Tahmasebi and Jegelka discovered that it is possible to achieve a different kind of gain through symmetry that operates across multiple dimensions: exponential gain. This advantage is related to the notion that the complexity of the learning task increases exponentially with the dimensionality of the data space. Therefore, exploiting multidimensional symmetries can yield disproportionately large returns. “This is a new contribution that basically tells us that higher-dimensional symmetries are more important because they can give us exponential gains,” says Tahmasebi.
The NeurIPS 2023 paper he wrote with Jegelka contains two mathematically proven theorems. “The first theorem shows that the general algorithm we provide can improve sample complexity,” says Tahmasebi. The second theorem complements the first, he added. “It shows that this is the best gain you can get. “You get nothing else.”

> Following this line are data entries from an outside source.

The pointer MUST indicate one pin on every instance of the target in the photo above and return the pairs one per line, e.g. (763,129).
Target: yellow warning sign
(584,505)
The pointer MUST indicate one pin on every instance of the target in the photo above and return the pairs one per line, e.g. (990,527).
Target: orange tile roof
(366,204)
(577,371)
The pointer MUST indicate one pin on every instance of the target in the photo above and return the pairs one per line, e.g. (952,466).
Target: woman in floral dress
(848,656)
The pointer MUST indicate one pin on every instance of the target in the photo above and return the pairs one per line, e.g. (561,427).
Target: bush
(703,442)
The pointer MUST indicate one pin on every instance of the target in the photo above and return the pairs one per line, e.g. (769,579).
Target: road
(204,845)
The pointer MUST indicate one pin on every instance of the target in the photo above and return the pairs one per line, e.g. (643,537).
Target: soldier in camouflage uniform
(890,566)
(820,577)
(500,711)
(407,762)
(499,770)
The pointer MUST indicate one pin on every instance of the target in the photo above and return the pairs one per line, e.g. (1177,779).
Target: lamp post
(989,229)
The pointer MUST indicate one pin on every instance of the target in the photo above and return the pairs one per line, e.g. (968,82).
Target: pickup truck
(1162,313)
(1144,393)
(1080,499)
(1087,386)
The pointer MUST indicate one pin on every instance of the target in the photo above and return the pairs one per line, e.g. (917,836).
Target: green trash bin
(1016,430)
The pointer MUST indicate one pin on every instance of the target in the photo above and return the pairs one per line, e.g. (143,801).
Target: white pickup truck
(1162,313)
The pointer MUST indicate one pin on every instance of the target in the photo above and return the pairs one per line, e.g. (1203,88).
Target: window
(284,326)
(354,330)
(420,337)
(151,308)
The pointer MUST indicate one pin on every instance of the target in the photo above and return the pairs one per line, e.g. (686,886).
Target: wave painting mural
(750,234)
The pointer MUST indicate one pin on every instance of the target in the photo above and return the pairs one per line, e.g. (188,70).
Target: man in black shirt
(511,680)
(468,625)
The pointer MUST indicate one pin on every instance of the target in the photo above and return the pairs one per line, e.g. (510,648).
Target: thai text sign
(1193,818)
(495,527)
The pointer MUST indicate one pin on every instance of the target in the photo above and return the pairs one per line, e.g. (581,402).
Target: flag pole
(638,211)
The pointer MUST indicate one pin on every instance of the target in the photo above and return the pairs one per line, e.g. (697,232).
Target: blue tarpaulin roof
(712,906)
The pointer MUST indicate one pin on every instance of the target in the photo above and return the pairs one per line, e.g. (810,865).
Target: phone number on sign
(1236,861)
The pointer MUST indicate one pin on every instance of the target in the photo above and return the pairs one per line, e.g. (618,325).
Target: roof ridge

He and Jegelka provided a formula to predict the gain from a particular symmetry for a given application. The advantage of this formula, says Tahmasebi, is its generality. “It works for any symmetry and input space.” This can apply not only to symmetries known today, but also to symmetries yet to be discovered in the future. The latter prospect is not too far-fetched, considering that the search for new symmetries has long been a major driving force in physics. This suggests that the methodology introduced by Tahmasebi and Jegelka will get better over time as more symmetries are discovered.
According to Haggai Maron, a computer scientist at the Technion (Israeli Institute of Technology) and NVIDIA who was not involved in the work, the approach presented in the paper “differs significantly from previous work on the subject, including by adopting a geometrical perspective and using tools from the differential approach. Geometry. These theoretical contributions provide mathematical support to the emerging subfield of ‘geometric deep learning’ with applications to graph learning, 3D data, etc. This paper establishes a theoretical foundation to guide further development of this rapidly expanding field of research. “It helps.”